In a step towards making robots more suitable for daily chores, researchers have developed a new technology that enables machines to make sense of 3D objects in a richer and more human-like way.
Beside helping it recognise something, the new technology also helps robots fill in the blind spots in its field of vision, to reconstruct the parts it cannot see.
"That has the potential to be invaluable in a lot of robotic applications," said Ben Burchfiel from Duke University in Durham, North Carolina.
A robot that clears dishes off a table, for example, must be able to adapt to an enormous variety of bowls, platters and plates in different sizes and shapes, left in disarray on a cluttered surface.
Humans can glance at a new object and intuitively know what it is, whether it is right side up, upside down or sideways, in full view or partially obscured by other objects.
Even when an object is partially hidden, we mentally fill in the parts we cannot see.

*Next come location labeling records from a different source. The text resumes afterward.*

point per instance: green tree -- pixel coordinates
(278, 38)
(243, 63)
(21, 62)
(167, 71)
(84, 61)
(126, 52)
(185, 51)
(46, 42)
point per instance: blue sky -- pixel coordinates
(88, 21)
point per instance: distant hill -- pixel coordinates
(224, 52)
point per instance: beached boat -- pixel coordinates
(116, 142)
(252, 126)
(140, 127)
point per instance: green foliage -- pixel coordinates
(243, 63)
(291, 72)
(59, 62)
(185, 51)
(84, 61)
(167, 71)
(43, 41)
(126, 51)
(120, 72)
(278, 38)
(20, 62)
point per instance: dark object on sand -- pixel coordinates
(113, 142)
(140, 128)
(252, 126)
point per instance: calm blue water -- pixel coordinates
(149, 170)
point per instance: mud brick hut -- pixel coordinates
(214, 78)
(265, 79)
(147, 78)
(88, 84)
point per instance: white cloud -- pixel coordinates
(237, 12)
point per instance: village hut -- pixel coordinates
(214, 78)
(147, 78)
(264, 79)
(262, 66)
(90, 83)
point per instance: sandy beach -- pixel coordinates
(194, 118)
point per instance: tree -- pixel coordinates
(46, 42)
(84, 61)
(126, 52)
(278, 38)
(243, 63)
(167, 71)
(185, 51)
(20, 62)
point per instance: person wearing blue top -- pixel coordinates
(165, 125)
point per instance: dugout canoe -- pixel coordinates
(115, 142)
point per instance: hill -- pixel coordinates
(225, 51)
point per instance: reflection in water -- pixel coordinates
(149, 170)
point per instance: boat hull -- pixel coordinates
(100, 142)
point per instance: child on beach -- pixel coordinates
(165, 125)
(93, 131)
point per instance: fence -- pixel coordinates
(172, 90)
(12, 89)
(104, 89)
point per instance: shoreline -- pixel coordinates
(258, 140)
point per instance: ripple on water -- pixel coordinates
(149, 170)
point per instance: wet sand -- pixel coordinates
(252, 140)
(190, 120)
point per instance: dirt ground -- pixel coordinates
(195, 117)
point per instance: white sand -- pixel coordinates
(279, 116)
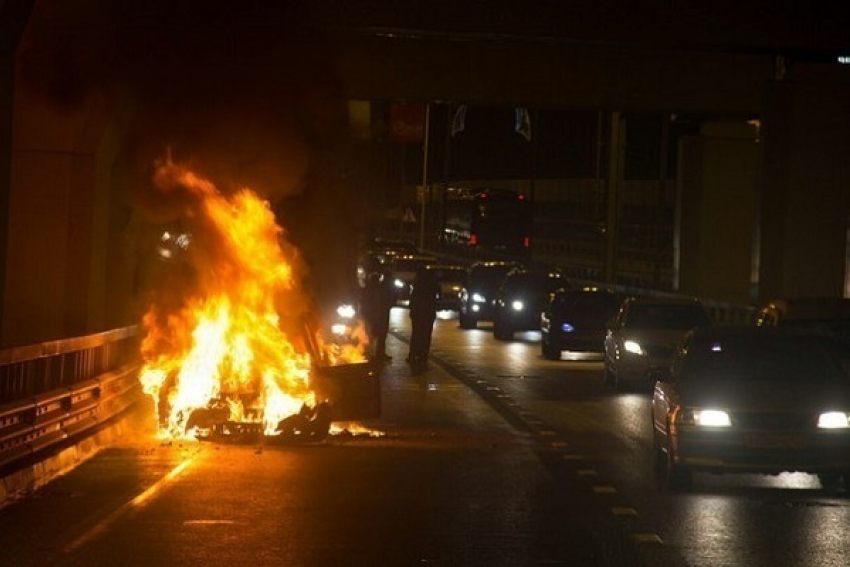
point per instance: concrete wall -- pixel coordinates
(806, 191)
(716, 216)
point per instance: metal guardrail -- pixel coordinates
(57, 390)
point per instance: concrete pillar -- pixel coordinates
(805, 203)
(716, 212)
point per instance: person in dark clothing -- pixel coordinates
(423, 311)
(375, 305)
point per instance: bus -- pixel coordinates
(493, 219)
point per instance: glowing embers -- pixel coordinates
(230, 356)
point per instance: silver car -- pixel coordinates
(750, 399)
(644, 335)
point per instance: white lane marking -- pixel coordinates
(135, 503)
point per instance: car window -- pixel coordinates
(666, 317)
(770, 359)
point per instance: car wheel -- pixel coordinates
(467, 322)
(501, 331)
(676, 476)
(611, 377)
(831, 480)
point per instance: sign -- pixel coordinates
(407, 123)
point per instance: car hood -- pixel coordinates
(665, 337)
(765, 395)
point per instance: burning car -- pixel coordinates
(239, 354)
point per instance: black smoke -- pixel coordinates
(245, 93)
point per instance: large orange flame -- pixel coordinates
(225, 344)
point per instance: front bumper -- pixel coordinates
(769, 452)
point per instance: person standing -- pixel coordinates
(423, 311)
(378, 300)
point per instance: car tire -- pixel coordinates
(467, 322)
(501, 332)
(611, 377)
(831, 481)
(676, 476)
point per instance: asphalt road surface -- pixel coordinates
(490, 456)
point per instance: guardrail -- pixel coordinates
(58, 390)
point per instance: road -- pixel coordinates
(724, 520)
(492, 456)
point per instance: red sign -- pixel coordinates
(407, 123)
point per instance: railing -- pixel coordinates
(54, 391)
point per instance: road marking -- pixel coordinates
(648, 538)
(137, 502)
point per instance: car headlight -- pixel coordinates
(833, 420)
(708, 417)
(633, 347)
(346, 311)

The robot perception algorithm that Burchfiel and George Konidaris from Brown University developed and can simultaneously guess what a new object is, and how it is oriented, without examining it from multiple angles first.

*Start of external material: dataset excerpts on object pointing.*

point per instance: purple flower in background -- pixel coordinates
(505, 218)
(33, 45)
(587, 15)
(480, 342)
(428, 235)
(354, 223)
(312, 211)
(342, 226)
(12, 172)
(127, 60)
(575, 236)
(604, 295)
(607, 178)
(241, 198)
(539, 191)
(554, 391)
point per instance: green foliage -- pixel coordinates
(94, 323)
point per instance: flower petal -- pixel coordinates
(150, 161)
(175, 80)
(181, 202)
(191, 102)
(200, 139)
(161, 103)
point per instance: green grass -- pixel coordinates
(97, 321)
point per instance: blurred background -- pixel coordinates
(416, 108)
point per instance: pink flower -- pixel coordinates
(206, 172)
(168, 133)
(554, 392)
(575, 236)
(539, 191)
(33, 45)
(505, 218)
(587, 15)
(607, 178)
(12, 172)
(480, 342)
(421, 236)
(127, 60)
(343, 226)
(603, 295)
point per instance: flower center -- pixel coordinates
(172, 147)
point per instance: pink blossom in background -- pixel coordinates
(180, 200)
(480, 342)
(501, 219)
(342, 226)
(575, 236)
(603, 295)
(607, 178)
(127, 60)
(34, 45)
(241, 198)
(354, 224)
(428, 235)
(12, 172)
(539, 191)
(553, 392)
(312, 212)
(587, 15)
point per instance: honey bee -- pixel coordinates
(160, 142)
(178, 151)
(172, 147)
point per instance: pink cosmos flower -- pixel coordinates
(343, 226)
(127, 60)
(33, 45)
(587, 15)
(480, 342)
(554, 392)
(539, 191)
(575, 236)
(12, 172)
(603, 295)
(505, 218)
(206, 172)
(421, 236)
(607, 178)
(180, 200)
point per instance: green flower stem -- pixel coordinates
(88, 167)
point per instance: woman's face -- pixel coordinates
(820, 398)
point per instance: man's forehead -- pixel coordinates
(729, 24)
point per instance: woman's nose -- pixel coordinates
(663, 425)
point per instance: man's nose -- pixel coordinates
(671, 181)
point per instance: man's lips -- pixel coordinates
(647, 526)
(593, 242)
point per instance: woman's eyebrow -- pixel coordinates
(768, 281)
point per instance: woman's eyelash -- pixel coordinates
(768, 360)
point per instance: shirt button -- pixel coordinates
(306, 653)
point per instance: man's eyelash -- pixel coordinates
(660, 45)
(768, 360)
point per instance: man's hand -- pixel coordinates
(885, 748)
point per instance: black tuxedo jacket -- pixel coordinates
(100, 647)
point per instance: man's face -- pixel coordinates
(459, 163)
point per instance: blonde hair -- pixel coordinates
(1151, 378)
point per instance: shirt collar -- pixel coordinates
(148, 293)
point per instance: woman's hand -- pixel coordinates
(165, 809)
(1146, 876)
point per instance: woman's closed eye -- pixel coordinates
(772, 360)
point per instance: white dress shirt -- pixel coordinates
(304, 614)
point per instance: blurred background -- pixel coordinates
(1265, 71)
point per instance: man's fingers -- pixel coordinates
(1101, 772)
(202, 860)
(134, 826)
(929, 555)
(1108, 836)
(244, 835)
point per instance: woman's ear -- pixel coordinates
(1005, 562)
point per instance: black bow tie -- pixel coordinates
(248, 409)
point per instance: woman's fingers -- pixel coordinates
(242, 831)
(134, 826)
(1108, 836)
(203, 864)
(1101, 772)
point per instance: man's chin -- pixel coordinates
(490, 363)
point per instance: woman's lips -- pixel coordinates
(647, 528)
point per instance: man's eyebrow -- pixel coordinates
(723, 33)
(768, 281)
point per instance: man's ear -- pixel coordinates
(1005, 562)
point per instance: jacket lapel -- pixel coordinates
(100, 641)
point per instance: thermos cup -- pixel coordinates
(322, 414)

It can also "imagine" any parts that are out of view, the researchers said.
A robot with this technology would not need to see every side of a teapot, for example, to know that it probably has a handle, a lid and a spout, and whether it is sitting upright or off-kilter on the stove.
The researchers said their approach, which was presented at the 2017 Robotics: Science and Systems Conference in Cambridge, Massachusetts, makes fewer mistakes and is three times faster than the best current methods.

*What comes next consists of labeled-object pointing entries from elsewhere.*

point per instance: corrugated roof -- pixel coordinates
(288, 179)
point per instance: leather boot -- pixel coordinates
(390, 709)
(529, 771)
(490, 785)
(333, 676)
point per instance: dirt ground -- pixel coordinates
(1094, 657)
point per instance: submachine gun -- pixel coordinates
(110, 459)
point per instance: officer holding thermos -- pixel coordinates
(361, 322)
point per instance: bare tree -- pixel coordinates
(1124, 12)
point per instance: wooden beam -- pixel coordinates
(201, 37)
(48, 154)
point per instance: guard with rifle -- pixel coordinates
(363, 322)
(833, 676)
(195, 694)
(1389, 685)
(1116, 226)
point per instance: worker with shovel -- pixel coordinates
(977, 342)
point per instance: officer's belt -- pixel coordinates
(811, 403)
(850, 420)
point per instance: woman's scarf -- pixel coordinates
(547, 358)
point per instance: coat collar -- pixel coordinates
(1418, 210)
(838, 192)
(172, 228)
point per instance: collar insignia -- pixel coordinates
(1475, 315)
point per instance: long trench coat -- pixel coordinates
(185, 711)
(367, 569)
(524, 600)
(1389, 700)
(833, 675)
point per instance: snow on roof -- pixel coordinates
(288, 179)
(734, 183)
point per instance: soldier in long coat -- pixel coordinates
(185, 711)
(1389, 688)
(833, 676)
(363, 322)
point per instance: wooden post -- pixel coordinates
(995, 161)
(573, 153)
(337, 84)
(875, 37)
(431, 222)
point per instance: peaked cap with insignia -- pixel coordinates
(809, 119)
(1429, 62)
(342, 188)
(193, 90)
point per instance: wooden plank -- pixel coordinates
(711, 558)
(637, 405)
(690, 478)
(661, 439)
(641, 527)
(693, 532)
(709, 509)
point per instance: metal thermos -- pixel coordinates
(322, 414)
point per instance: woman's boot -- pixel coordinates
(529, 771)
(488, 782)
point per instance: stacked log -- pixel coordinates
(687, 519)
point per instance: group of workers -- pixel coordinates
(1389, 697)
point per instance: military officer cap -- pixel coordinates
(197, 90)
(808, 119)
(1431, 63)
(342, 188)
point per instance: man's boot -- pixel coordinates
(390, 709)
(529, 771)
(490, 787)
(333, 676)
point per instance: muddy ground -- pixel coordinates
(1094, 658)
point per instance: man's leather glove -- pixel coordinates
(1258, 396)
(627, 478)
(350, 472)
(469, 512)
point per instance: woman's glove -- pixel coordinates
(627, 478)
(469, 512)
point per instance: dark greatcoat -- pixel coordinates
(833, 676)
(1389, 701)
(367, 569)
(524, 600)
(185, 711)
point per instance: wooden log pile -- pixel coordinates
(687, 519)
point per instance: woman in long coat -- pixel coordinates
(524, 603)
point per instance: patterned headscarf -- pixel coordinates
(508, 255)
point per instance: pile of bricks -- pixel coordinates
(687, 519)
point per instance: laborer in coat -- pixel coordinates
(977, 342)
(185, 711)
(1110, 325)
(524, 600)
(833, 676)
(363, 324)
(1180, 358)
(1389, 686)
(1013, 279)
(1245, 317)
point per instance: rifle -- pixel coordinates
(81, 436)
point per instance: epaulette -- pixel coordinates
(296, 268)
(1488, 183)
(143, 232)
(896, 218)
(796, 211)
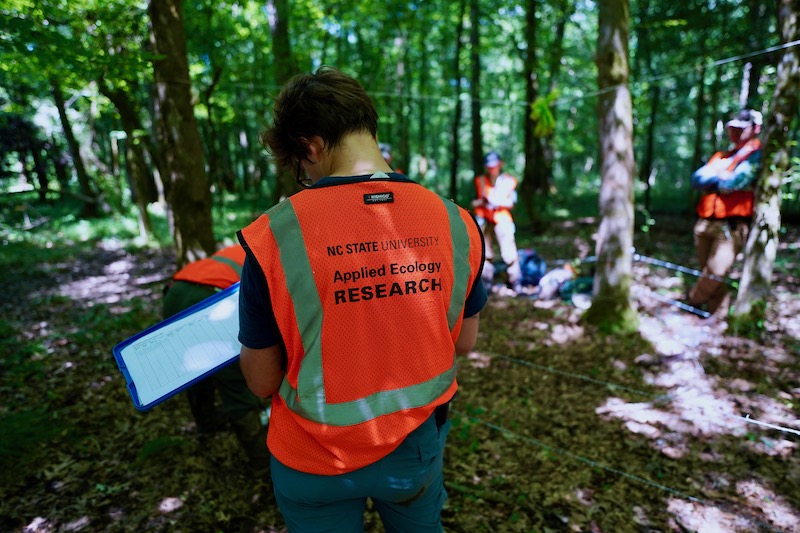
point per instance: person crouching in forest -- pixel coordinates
(357, 294)
(725, 210)
(496, 195)
(240, 408)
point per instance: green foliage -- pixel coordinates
(753, 324)
(542, 114)
(58, 224)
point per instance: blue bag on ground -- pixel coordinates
(532, 266)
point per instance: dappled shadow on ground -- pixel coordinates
(683, 428)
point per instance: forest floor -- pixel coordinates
(683, 427)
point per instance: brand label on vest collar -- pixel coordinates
(379, 198)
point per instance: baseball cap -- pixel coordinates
(745, 118)
(492, 159)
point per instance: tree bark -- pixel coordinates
(88, 194)
(762, 243)
(530, 186)
(456, 149)
(284, 65)
(474, 88)
(611, 307)
(141, 180)
(186, 183)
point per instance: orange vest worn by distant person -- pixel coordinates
(221, 270)
(367, 279)
(483, 188)
(735, 203)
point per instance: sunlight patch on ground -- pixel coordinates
(168, 505)
(39, 525)
(701, 518)
(114, 284)
(774, 507)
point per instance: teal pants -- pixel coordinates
(406, 487)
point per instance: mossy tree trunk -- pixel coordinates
(762, 243)
(611, 307)
(285, 68)
(186, 182)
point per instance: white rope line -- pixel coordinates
(580, 458)
(622, 473)
(664, 398)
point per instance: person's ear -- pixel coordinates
(316, 148)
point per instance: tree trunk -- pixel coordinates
(530, 186)
(700, 105)
(88, 194)
(474, 88)
(646, 168)
(456, 149)
(762, 243)
(141, 179)
(284, 65)
(186, 184)
(556, 54)
(611, 307)
(40, 167)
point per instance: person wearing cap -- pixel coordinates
(357, 294)
(496, 195)
(725, 210)
(239, 407)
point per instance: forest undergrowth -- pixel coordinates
(682, 427)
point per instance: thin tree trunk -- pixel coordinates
(278, 10)
(762, 243)
(556, 54)
(530, 186)
(40, 168)
(646, 168)
(141, 180)
(474, 88)
(611, 306)
(457, 112)
(88, 194)
(187, 188)
(700, 105)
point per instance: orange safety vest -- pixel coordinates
(735, 203)
(483, 187)
(367, 280)
(221, 270)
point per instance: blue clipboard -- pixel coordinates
(171, 356)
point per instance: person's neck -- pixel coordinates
(357, 154)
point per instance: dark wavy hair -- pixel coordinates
(326, 103)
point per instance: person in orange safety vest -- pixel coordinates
(495, 196)
(356, 296)
(239, 407)
(725, 210)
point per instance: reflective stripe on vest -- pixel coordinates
(285, 227)
(230, 262)
(735, 203)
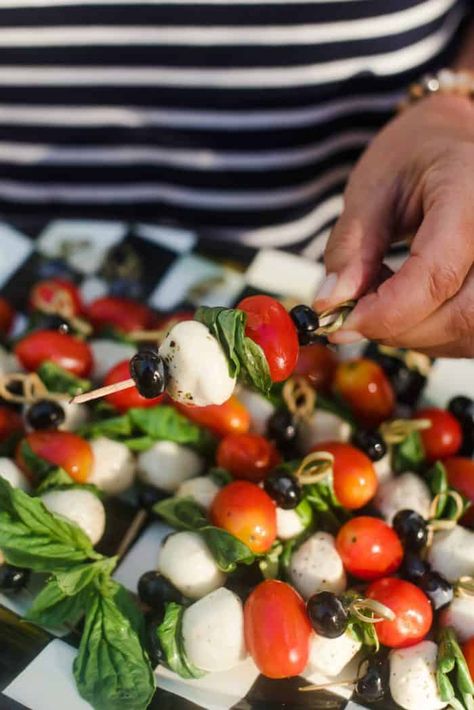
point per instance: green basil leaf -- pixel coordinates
(111, 669)
(181, 513)
(171, 640)
(57, 379)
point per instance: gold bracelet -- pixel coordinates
(444, 81)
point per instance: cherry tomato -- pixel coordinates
(444, 437)
(222, 419)
(412, 609)
(121, 313)
(277, 629)
(65, 350)
(369, 548)
(246, 511)
(7, 315)
(61, 448)
(247, 456)
(270, 326)
(131, 397)
(318, 364)
(367, 390)
(354, 477)
(45, 292)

The researchers trained their algorithm on a dataset of roughly 4,000 complete 3D scans of common household objects — an assortment of bathtubs, beds, chairs, desks, dressers, monitors, nightstands, sofas, tables and toilets.
Each 3D scan was converted into tens of thousands of little cubes, or voxels, stacked on top of each other like LEGO blocks to make them easier to process.
The algorithm learned categories of objects by combing through examples of each one and figuring out how they vary and how they stay the same, using a version of a technique called probabilistic principal component analysis, the researchers said.